One of the more under-reported aspects of the healthcare reform efforts currently making their way through the Senate and House of Representatives in Washington is the antitrust exemption conferred upon the insurance industry sixty-four years ago with the enactment of the McCarran-Ferguson Act of 1945. The Act fostered the growth of giant health insurance monopolies whose Wall Street driven for-profit corporate culture has produced a dysfunctional American healthcare system where profit takes precedence over health care.
The irony is that the McCarran-Ferguson Act was never intended to exempt the insurance industry from antitrust law or to protect it from strong regulation and enforcement. In fact it was designed to do exactly the opposite. The Act came about as a result of a Supreme Court decision, United States v South-Eastern Underwriters Assn., which found that insurance companies that sell policies across state lines are engaged in interstate commerce, and are thus subject to federal antitrust law. Up until that decision regulation of the insurance industry was the responsibility of the respective states. Many states were concerned that they no longer had that authority, and McCarran-Ferguson was designed to restore the power to regulate insurance to the states while also empowering the federal government. The Act permitted the federal government to regulate insurance, but it also stipulated that only the states have broad authority to regulate the insurance industry unless the federal government enacts specific legislation intended to regulate insurance and displace state law. In plain English that means that the states have the power to regulate the insurance industry but so does the federal government if it enacts specific laws directed at the industry. McCarran-Ferguson also unambiguously stipulated that the Sherman Anti-Trust Act of 1890 (which prohibits abusive monopolies) and the Clayton Act of 1914 (passed by the U.S. Congress as an amendment to clarify and supplement the Sherman Anti-Trust Act by prohibiting exclusive sales contracts, local price cutting to freeze out competitors, and in general prohibiting abusive monopolies), apply to the business of insurance to the extent that such business is not regulated by state law. In short, McCarran-Ferguson was designed to empower both the federal government and the individual states so that they could act to prevent insurance companies from becoming abusive monopolies.
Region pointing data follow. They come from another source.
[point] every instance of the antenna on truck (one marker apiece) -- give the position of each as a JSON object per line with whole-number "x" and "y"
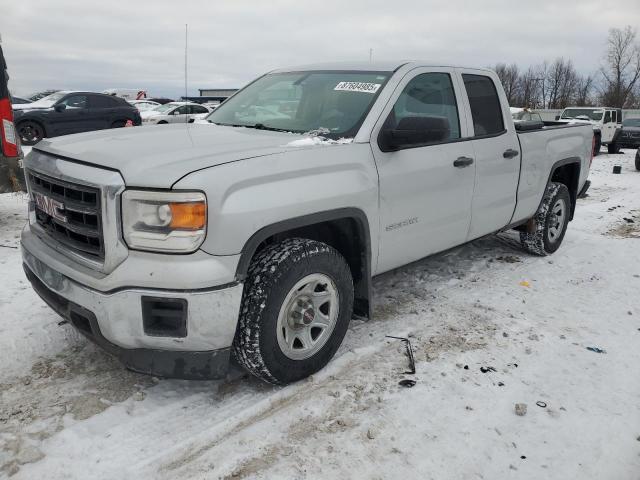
{"x": 186, "y": 43}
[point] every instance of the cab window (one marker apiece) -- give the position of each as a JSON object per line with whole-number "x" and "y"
{"x": 426, "y": 107}
{"x": 486, "y": 110}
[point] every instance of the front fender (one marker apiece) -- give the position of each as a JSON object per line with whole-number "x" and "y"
{"x": 246, "y": 196}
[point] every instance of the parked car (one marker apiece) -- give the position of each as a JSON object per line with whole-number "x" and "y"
{"x": 11, "y": 172}
{"x": 73, "y": 112}
{"x": 629, "y": 135}
{"x": 144, "y": 105}
{"x": 606, "y": 121}
{"x": 34, "y": 97}
{"x": 160, "y": 100}
{"x": 127, "y": 93}
{"x": 42, "y": 102}
{"x": 257, "y": 234}
{"x": 175, "y": 112}
{"x": 524, "y": 115}
{"x": 19, "y": 100}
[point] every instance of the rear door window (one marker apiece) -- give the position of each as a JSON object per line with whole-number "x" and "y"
{"x": 75, "y": 101}
{"x": 98, "y": 101}
{"x": 486, "y": 109}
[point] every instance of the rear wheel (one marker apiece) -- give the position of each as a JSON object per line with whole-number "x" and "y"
{"x": 550, "y": 221}
{"x": 597, "y": 146}
{"x": 30, "y": 132}
{"x": 297, "y": 304}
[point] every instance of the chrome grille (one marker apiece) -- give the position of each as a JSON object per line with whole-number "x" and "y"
{"x": 79, "y": 225}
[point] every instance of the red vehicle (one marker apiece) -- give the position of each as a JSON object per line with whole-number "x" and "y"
{"x": 11, "y": 172}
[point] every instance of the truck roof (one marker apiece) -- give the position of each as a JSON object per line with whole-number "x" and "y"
{"x": 379, "y": 66}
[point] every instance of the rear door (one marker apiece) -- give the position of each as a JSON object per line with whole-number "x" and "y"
{"x": 496, "y": 151}
{"x": 100, "y": 113}
{"x": 72, "y": 119}
{"x": 179, "y": 115}
{"x": 608, "y": 126}
{"x": 425, "y": 188}
{"x": 197, "y": 111}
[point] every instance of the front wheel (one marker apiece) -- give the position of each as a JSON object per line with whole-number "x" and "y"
{"x": 550, "y": 221}
{"x": 30, "y": 133}
{"x": 296, "y": 307}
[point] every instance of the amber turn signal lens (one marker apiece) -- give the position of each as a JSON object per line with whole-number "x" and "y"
{"x": 188, "y": 216}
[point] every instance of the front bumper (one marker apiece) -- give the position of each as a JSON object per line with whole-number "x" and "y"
{"x": 114, "y": 319}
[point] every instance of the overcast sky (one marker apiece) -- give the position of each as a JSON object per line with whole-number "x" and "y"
{"x": 94, "y": 45}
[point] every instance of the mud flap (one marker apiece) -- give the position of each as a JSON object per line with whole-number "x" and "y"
{"x": 11, "y": 175}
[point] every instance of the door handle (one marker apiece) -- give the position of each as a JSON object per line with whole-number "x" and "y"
{"x": 462, "y": 162}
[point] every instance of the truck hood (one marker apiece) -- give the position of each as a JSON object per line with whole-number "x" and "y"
{"x": 157, "y": 156}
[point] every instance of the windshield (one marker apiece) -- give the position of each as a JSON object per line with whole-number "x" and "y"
{"x": 163, "y": 108}
{"x": 583, "y": 113}
{"x": 49, "y": 101}
{"x": 333, "y": 103}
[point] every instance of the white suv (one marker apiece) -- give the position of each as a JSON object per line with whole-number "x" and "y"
{"x": 606, "y": 122}
{"x": 175, "y": 112}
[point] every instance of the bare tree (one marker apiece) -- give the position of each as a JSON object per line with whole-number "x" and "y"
{"x": 584, "y": 87}
{"x": 622, "y": 69}
{"x": 562, "y": 81}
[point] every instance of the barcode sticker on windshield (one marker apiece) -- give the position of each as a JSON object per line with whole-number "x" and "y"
{"x": 358, "y": 87}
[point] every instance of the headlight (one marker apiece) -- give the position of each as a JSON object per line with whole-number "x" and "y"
{"x": 174, "y": 222}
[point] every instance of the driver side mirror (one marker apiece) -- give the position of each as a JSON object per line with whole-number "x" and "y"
{"x": 414, "y": 132}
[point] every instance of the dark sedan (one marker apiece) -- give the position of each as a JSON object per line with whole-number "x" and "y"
{"x": 629, "y": 135}
{"x": 73, "y": 112}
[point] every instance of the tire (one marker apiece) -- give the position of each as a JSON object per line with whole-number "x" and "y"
{"x": 267, "y": 342}
{"x": 549, "y": 230}
{"x": 598, "y": 145}
{"x": 30, "y": 132}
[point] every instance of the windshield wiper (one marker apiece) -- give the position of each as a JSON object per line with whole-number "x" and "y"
{"x": 257, "y": 126}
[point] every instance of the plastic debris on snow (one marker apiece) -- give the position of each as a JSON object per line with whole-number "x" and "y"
{"x": 596, "y": 350}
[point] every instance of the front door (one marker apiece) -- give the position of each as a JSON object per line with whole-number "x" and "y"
{"x": 426, "y": 184}
{"x": 496, "y": 151}
{"x": 73, "y": 118}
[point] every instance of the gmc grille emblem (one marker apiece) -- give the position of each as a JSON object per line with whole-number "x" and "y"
{"x": 50, "y": 206}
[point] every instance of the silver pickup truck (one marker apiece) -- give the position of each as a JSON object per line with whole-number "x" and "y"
{"x": 255, "y": 234}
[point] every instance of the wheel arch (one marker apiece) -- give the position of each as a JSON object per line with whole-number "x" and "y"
{"x": 567, "y": 172}
{"x": 345, "y": 229}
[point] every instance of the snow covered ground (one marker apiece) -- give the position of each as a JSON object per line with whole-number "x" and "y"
{"x": 67, "y": 409}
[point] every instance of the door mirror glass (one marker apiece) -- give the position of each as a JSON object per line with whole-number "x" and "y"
{"x": 416, "y": 131}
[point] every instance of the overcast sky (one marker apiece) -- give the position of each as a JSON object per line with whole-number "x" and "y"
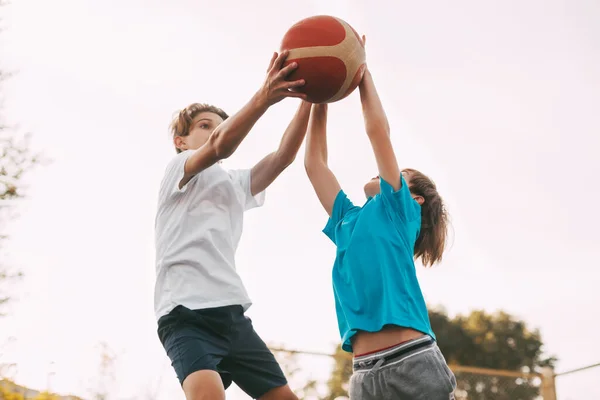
{"x": 498, "y": 101}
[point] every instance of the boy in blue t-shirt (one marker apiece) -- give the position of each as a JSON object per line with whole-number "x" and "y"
{"x": 381, "y": 311}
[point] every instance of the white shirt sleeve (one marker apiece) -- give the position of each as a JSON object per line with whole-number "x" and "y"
{"x": 174, "y": 173}
{"x": 242, "y": 179}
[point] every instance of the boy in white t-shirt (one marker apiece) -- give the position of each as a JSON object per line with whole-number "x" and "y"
{"x": 199, "y": 298}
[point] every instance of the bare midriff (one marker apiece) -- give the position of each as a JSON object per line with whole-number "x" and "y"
{"x": 391, "y": 335}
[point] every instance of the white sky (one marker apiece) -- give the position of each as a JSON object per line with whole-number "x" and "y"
{"x": 498, "y": 101}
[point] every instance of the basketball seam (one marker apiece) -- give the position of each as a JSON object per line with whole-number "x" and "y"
{"x": 338, "y": 50}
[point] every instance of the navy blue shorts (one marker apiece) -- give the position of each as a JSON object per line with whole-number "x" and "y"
{"x": 220, "y": 339}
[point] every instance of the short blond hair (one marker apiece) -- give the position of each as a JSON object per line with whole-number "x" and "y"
{"x": 182, "y": 122}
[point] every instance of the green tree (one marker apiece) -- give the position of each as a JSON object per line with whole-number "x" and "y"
{"x": 16, "y": 160}
{"x": 489, "y": 340}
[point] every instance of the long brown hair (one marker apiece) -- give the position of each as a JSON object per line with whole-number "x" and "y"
{"x": 182, "y": 122}
{"x": 431, "y": 242}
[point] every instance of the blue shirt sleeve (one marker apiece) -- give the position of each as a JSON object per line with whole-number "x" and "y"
{"x": 341, "y": 206}
{"x": 400, "y": 202}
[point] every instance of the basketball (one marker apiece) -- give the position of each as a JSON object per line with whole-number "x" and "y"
{"x": 330, "y": 57}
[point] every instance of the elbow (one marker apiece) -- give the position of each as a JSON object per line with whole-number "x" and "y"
{"x": 312, "y": 167}
{"x": 218, "y": 143}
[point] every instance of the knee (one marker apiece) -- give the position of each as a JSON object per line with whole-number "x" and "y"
{"x": 280, "y": 393}
{"x": 204, "y": 385}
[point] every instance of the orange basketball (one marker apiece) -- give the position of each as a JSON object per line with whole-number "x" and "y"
{"x": 330, "y": 57}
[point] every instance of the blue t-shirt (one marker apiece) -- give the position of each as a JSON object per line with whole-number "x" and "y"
{"x": 374, "y": 276}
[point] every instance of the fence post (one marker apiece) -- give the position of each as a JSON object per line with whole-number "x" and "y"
{"x": 548, "y": 391}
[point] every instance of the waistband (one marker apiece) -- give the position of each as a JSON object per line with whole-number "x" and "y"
{"x": 380, "y": 358}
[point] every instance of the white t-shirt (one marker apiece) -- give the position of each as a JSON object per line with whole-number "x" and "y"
{"x": 197, "y": 229}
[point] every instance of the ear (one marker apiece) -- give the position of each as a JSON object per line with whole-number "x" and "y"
{"x": 180, "y": 143}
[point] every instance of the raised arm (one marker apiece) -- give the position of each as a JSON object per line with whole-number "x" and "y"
{"x": 322, "y": 179}
{"x": 226, "y": 138}
{"x": 378, "y": 130}
{"x": 270, "y": 167}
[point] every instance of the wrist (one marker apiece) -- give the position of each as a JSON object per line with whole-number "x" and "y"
{"x": 260, "y": 100}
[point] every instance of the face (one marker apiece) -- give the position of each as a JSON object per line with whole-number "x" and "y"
{"x": 202, "y": 126}
{"x": 372, "y": 187}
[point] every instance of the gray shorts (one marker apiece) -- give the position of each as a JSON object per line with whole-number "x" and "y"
{"x": 414, "y": 370}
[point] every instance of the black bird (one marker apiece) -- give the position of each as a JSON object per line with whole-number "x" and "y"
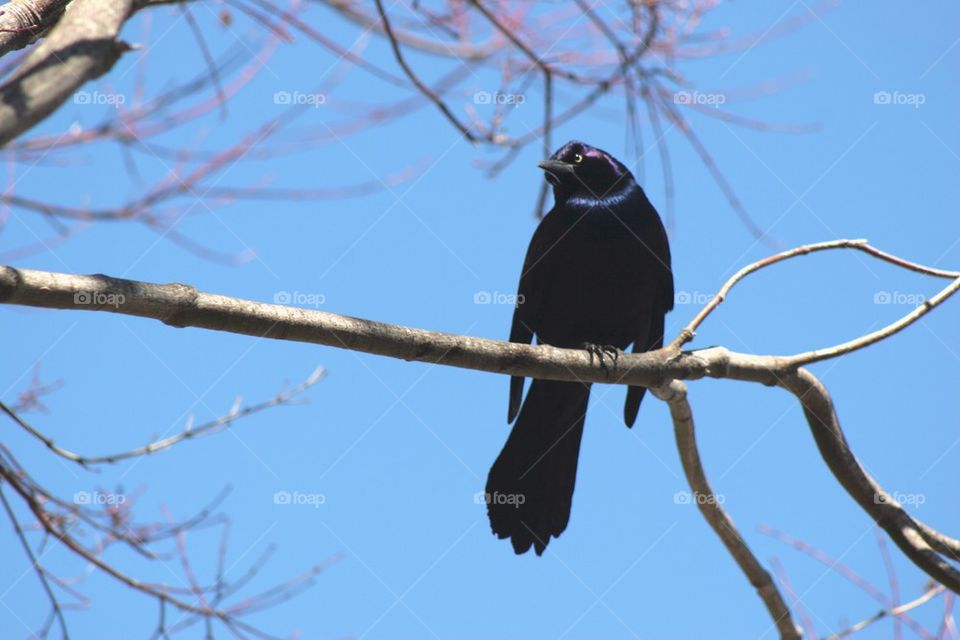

How ironic that it has instead enabled the health insurance industry to achieve exactly the opposite result because the federal government has chosen not to pass legislation targeting insurance monopolies and the states have, for the most part, shirked their regulatory responsibilities. It is time to restore the original intent of McCarran-Ferguson by subjecting the insurance industry to state and/or federal regulation and through vigorous enforcement of federal antitrust law.
House Speaker Nancy Pelosi apparently saw it that way. The House bill specifically subjects the health insurance industry to antitrust law, stripping it of any perceived exemption. Not so with the Senate Finance Committee chaired by Senator Max Baucus and his special interest-friendly gang of three, which produced a bill reportedly written by one Elizabeth Fowler. Fowler, no stranger to Baucus, had worked for him from 2001 to 2005 as Chief Health and Entitlements Counsel for the Democratic Staff of the Senate Finance Committee. She returned to the Senate in February of 2008 as Senior Counsel to Senator Baucus. In between she served as Vice President of Public Policy and External Affairs for insurance giant WellPoint, Inc., a small detail left out of the February 26, 2008 Max Baucus press release announcing her return to his staff where her portfolio would "include the panel's yearlong preparation for broad-based health care reform."
Apparently Baucus, Fowler, and WellPoint saw no need to strip the insurance industry of its antitrust exemption, so they didn't even though it was never intended to actually be an anti-trust exemption.
Senator Patrick Leahy had other ideas. He proposed an amendment to the Baucus Finance Committee Senate bill that would subject health and medical malpractice insurers to federal laws forbidding price-fixing, bid-rigging, or the dividing up of markets, an amendment favored by Senate Majority Leader Harry Reid, who maintained that a repeal of the anti-trust exemption would produce more competition and better prices for consumers. President Obama also implied support for the Leahy amendment when he voiced criticism of the antitrust exemption in his weekly radio address, complaining that the health insurance industry is "earning these profits and bonuses while enjoying a privileged exemption from our antitrust laws."
The final word on the Senate bill belonged not to Max Baucus, but to Harry Reid, so one might have expected the removal of the antitrust exemption to make its way into the Senate bill that was finally passed last week. The media has largely ignored the fact that the final Reid bill never did address the anti-trust issue, thus leaving the perceived exemption intact, and at odds with the House bill. The obvious question is why, and the answer would be Nebraska Senator Ben Nelson. Nelson, a former insurance industry executive (He served as CEO of the Central National Insurance Group, as chief of staff and executive vice president of the National Association of Insurance Commissioners, and as director of the Nebraska Department of Insurance), took issue with the Senate bill depriving his insurance industry friends of the right to legally defy federal anti-trust law. The insurance industry had also lobbied to keep the Leahy anti-trust provision out. Harry Reid, desperate for Ben Nelson's vote which would give him a 60-vote filibuster-proof majority, went along, and out it went.